Ces déclarations n’actent donc pas la «dédiabolisation» du FN engagé par Marine Le Pen?
Mais sur quoi se base-t-on pour parler de «dédiabolisation»ou «dé-ghettoïsation»? Objectivement, on peut dire qu’elle est différente de son père, plus avenante, qu’elle sait débattre, qu’elle est moins brutale mais seulement dans la manière d’aborder les choses. Mais encore une fois, elle ne s’est jamais écartée de la ligne du parti sur aucun sujet, sauf celui de la Seconde Guerre mondiale, le nazisme et la Shoah. Je ne pense pas qu’elle soit antisémite ou négationniste, mais ça ne suffit pas pour «déghettoïser» le FN.
L’entourage de Marine Le Pen se félicite de cette polémique…
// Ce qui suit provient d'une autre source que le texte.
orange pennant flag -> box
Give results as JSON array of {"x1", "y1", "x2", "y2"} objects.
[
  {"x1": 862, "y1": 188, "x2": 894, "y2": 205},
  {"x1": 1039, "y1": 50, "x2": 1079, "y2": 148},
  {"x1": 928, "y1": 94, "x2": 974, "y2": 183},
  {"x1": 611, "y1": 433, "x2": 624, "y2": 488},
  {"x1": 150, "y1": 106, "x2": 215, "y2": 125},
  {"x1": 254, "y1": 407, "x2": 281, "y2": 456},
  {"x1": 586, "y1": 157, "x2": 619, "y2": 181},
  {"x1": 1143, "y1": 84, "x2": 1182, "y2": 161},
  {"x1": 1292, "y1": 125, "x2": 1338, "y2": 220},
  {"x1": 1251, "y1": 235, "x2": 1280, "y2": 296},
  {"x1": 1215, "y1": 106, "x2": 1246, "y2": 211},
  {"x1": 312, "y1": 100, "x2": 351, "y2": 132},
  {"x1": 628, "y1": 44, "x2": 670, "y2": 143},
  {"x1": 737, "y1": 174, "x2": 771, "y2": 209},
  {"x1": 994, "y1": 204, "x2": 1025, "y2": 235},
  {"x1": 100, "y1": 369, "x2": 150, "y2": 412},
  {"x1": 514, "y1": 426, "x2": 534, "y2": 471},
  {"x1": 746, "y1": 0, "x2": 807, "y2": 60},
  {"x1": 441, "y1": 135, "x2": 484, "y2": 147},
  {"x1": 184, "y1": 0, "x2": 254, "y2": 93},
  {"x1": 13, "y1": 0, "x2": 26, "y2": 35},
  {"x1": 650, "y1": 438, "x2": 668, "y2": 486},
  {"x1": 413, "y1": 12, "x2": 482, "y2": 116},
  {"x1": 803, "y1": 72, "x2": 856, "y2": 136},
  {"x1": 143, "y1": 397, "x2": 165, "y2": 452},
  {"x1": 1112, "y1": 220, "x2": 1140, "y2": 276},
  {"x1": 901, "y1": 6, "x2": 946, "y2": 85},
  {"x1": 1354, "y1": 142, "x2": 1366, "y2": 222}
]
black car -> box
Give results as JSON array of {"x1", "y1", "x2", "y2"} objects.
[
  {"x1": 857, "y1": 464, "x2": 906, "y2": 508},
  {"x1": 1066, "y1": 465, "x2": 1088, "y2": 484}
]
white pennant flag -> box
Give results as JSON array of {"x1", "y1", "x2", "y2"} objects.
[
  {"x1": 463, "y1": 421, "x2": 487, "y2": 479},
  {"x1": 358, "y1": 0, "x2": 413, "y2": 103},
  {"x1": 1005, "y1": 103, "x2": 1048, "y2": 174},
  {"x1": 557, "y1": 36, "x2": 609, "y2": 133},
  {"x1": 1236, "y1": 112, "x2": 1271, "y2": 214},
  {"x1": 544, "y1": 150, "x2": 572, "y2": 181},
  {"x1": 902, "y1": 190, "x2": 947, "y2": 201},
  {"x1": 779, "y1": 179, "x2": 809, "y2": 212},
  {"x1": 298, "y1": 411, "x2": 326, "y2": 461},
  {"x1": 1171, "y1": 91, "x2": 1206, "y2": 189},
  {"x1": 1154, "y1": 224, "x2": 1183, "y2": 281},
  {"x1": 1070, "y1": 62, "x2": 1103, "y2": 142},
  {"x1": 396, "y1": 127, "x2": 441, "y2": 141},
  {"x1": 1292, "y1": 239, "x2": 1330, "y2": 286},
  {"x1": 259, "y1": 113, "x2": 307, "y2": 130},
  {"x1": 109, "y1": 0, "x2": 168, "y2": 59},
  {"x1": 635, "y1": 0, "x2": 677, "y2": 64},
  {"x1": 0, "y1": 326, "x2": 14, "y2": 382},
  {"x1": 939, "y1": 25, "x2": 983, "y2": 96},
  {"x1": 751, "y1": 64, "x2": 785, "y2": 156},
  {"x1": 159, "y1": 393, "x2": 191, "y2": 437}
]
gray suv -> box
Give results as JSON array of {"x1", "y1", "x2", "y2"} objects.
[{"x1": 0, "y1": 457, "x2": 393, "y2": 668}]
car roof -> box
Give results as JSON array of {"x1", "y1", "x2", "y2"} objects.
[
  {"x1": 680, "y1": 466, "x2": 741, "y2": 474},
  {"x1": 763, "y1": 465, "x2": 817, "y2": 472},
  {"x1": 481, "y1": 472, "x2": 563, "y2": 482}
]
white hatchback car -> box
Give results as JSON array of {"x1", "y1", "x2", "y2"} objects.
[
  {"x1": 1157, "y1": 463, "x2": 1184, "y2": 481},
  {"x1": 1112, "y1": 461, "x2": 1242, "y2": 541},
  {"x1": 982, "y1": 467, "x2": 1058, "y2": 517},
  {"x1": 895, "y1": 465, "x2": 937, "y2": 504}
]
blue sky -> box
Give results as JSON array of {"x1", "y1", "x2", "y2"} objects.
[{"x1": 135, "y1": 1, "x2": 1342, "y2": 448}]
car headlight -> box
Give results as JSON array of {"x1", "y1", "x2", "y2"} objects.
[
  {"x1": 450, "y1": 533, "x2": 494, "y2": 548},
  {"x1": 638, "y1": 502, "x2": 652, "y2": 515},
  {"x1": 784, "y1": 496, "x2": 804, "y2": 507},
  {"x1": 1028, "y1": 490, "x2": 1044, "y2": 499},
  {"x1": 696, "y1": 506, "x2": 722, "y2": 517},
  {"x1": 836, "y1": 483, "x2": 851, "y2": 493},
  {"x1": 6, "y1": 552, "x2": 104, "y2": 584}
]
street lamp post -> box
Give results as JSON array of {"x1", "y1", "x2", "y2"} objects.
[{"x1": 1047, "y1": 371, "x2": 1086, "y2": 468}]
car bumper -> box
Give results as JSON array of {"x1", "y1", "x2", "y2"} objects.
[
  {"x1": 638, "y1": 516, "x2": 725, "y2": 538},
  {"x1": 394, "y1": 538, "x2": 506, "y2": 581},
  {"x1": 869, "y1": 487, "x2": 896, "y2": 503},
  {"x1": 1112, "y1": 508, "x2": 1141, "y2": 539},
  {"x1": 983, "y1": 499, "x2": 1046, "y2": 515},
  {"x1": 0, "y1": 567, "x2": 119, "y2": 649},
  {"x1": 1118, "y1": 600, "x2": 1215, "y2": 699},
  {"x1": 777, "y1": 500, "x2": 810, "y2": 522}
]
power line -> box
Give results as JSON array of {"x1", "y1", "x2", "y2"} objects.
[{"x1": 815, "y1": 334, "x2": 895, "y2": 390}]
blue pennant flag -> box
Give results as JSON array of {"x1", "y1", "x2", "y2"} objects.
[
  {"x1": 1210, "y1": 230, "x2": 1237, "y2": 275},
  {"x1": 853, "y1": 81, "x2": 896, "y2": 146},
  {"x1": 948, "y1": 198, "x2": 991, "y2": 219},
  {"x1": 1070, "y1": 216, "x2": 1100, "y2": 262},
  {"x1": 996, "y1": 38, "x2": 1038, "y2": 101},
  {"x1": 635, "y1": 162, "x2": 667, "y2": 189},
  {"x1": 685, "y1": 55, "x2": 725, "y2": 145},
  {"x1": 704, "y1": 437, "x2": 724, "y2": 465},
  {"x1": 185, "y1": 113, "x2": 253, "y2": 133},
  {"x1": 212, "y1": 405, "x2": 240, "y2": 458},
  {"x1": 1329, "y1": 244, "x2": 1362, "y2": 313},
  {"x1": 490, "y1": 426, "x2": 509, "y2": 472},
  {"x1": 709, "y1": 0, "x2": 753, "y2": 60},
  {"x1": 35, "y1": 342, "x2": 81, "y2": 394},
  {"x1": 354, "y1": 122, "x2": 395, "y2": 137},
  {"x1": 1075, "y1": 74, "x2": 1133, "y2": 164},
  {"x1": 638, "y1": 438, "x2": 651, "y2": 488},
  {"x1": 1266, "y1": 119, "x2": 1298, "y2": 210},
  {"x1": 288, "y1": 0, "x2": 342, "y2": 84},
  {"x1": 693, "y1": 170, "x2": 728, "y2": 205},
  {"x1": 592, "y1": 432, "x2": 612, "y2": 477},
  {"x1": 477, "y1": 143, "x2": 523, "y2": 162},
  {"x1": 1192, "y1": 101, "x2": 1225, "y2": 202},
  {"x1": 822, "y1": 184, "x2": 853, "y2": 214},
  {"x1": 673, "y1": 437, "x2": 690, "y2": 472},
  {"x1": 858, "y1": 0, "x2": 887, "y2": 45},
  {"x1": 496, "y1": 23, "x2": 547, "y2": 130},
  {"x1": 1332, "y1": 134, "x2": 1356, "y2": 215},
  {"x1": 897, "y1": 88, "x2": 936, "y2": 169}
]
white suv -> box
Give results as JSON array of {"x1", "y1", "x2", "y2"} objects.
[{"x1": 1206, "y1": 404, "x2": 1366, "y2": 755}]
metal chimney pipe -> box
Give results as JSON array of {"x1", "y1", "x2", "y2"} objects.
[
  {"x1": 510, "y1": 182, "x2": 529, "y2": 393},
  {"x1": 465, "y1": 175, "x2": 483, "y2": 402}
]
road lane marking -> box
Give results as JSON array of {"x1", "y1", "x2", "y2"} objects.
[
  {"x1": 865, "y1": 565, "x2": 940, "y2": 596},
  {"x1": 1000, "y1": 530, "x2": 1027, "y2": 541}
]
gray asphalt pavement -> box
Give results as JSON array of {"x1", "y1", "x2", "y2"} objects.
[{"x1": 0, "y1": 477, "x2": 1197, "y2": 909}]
Marine Le Pen peut se féliciter: ça lui fait occuper l’espace médiatique, ça la place un peu plus sur orbite pour la campagne, ça lui permet une nouvelle fois de développer ses thèses. Il faut rester prudent dans les commentaires sur ces propos.
D’après vous, Marine Le Pen est toujours en campagne interne ou elle est lancée sur 2012?
Tant que le résultat des votes ne sera pas connu, elle est toujours en campagne interne. Entre Bruno Gollnisch et Marine Le Pen, ce n’est pas plié. Je la donne toujours gagnante, mais ce qui sera important, c’est le rapport de force interne. Gagner avec 55% des voix contre 45%, cela ne permet pas de faire les mêmes choses que si on gagne avec 70% contre 30%. Il ne faut pas oublier que c’est un vote militant et que ces militants n’ont rien à voir avec les sympathisants. Ils font acte de militer pour le parti le plus ostracisé du paysage politique français, c’est un acte volontaire qui peut avoir des répercussions au travail, dans son village… Ce ne sera pas une victoire par K.-O. pour Marine Le Pen.